Hubo una pausa muy corta. Tan pequeña que si no hubiera estado prestando atención, no la habría notado.
—Arriba estaban las sábanas de la semana pasada todavía —respondió—. No había espacio.
Subió la escalera sin más explicación. Yo no dije nada.
En la azotea había dos tendederos. Ese día solo había ropa de cama en uno de ellos, y el otro estaba completamente libre.
***
A las cuatro menos diez llegó mi tía con el coche. Elena bajó con el bolso colgado al hombro y las gafas de sol ya puestas, cambiada y peinada, con un poco más de maquillaje del habitual para ir a ver a la abuela. Olía a algo floral que yo no le recordaba de antes. Antes de salir por la puerta, me dijo que había lentejas en la cazuela y que no tardara mucho en cenar.
—Claro —dije.
La puerta se cerró. El coche arrancó. Me quedé en el sofá escuchando cómo el motor se alejaba por la calle.
No encendí el televisor. No calenté las lentejas. Me quedé ahí quieto un buen rato, con las imágenes de esa mañana instaladas en algún lugar del cerebro del que no iban a moverse fácilmente.
No era indignación lo que sentía. Tampoco exactamente sorpresa, porque lo del teléfono ya me había avisado de que había una versión de Elena que yo no conocía. Lo que sentía era algo más difícil de nombrar: esa incomodidad específica de haber visto lo que no debías ver y no haber podido dejar de mirar. Porque podría haberme bajado de la azotea en cualquier momento. Cuando ella sacó la primera prenda del cesto, cuando el obrero dejó de trabajar, cuando fue evidente que aquello no era tender ropa de manera ordinaria. Podría haberme ido. No lo hice.

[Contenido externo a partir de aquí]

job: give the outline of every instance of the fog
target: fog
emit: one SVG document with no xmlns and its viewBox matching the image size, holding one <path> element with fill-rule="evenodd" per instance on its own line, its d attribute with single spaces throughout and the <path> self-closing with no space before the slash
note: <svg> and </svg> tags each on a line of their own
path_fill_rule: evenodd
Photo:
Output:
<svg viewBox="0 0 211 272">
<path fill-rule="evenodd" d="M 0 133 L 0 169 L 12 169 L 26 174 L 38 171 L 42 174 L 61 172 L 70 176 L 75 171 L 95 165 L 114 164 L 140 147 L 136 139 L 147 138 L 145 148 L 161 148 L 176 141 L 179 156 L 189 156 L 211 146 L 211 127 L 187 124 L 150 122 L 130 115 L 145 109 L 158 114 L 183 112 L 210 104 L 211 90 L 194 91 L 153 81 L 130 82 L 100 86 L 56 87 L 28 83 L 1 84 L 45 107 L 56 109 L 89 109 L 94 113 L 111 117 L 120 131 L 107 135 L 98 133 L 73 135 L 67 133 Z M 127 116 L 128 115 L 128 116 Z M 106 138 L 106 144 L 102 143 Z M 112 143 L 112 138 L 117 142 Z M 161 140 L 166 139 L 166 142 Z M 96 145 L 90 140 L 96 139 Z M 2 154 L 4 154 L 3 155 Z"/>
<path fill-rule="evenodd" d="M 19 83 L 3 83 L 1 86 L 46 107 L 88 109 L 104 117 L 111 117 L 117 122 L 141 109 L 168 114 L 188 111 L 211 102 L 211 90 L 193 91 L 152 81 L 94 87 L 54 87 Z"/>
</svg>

Me había quedado arriba hasta el final, sin moverme.
Elena tenía cuarenta y cuatro años y una vida que claramente se desarrollaba en paralelo a la que yo conocía. Conversaciones en el móvil con hombres que yo nunca había visto, lencería que nunca había aparecido en el tendedero de la azotea, una manera de moverse en ese patio trasero que no tenía nada que ver con la mujer que me hacía lentejas y me recordaba que no llegara tarde. Ambas eran la misma persona. Eso era lo que me costaba encajar, aunque tampoco estuviera del todo seguro de por qué me costaba.

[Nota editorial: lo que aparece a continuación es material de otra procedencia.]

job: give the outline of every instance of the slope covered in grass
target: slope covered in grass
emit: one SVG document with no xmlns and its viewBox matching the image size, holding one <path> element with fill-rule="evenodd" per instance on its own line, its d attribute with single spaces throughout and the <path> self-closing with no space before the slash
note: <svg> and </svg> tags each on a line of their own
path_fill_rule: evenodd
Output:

No sé desde cuándo llevaba con esa vida paralela. No sé cuántos eran los hombres al otro lado de esas conversaciones. Sé que el obrero del tejado no la perdió de vista ni un segundo mientras ella estuvo en el patio, y que ella lo sabía perfectamente y no hizo nada por evitarlo. Sé que la lencería que colgó no era la que usaba a diario. Sé que la camiseta no se mojó por accidente.
Cuando oscureció, me levanté del sofá y calenté las lentejas. Comí solo, en la cocina, con la radio puesta para tener algo que llenar el silencio. Lavé el plato, apagué la luz, subí a mi cuarto.
Esa noche, antes de dormirme, pensé que a partir de ese sábado iba a ser muy difícil mirar el patio trasero sin recordar lo que había visto. Y pensé también, con una honestidad que me resultó incómoda, que probablemente no iba a dejar de mirar.